Thanks for your help :slight_smile:

how big and varied are the two intent training data?
do you have David Bowie in the slot data?? or have slot data extensibility enabled??

Both intent have 98 varied training phrases.

I did not put David Bowie in the utterances.

The onMusicPlay intent have “de la musique” in almost all of them whereas the onPlayArtist have more variations (de la musique de…, des chansons de…, des morceaux de…, etc.).

Seems that the “de la musique” term is more prominant in the onMusicPlay intent which cause this intent to be the detected although it does not match the end of the utterance (de la musique DE <…>). Is the word “de” marked as a stop word somewhere?

Maybe I can test with more variations in the intent onMusicPlay (joue moi des chansons, joue moi des morceaux de musique, etc.) to decrease the “de la musique” weight in the overall intent.

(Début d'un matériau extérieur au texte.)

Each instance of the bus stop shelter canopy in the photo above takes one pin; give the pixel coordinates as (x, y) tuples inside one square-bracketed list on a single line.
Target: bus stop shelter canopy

I’ll test it and report back.

Thanks @ozi for your help :wink:

one simple solution… just use ONE intent…
have loads of training samples… some with a slot and others without

then in the code behind that does al the work, just check if there is a slot returned or not… if not slot then it doesn’t include an artist name… if there is a slot then pull the artist name info from it

simple :slight_smile:

Thanks @ozie
It is indeed a possible solution. I will test it later today.
I would still like to know why the ASR is correct but the NLU does not match the correct intent though.
Word weight? Stopwords?
If anyone from Snips can shed some light on the matter it would be brilliant :slight_smile: ?

Hi @fastjack,
@ozie solutions seems reasonable, however your use case should be handle correctly.
It’s a bit hard to understand what’s going on without more details/data, do you allow me to access your assistant’s data so that I can debug ?
Clément

Hey @ClemDoum !

Please take a look at my assistant.

My assistant is proj_XaK3Kv3E4vQ
The onMusicPlay/onMusicPlayArtist intents works flawlessly if I remove the Playback app from the assistant.

I created an alternative assistant with a minimum test case: proj_8A11KlKGdxw
If you remove the custom test/bad slot (from the first app), everything works (“joue moi de la musique de david bowie” -> onMusicPlayArtist).
With this slot I get onMusicPlay almost everytime.

Looks like a strange slot / slot value / slot synonym / injected value / utterance weight issue.

Hope you can identify the cause of this strange behavior (can this be due to the latest release?).
Tell me if you need more info.

Thanks for your help.

Hi @fastjack,
Sorry for the late reply, I’ve finally had time to debug your case.

I don’t know if you’re familiar with the NLU parsing flow, but basically the parsing happens in 2 steps:

  1. we first run a DeterministicIntentParser on your query, this parser is regex based and is supposed to parse all utterances that match a pattern seen in your input dataset (with the current implementation it rather parses “most utterances”)
  2. if this parser fails we run a second parser that leverage machine learning to generalize to unseen queries

In your case we have a double failure:

  1. the queries you type is a patterns known from the dataset: "joue moi de la musique de <snips/musicArtist>", but the deterministic intent parser fails
  2. the probabilistic intent parser also fails

Why does the deterministic parser fail ?

With the current implementation at training time we see the following sentence pattern: "joue moi de la musique de <snips/musicArtist>" that we extract from your labelling in the console, we thus create a regex to match this patterns.
At inference time we get "joue moi de la musique de david bowie", the first thing the parser does it to extract entities in the utterance and replace the entities with placeholders in order to match the patterns.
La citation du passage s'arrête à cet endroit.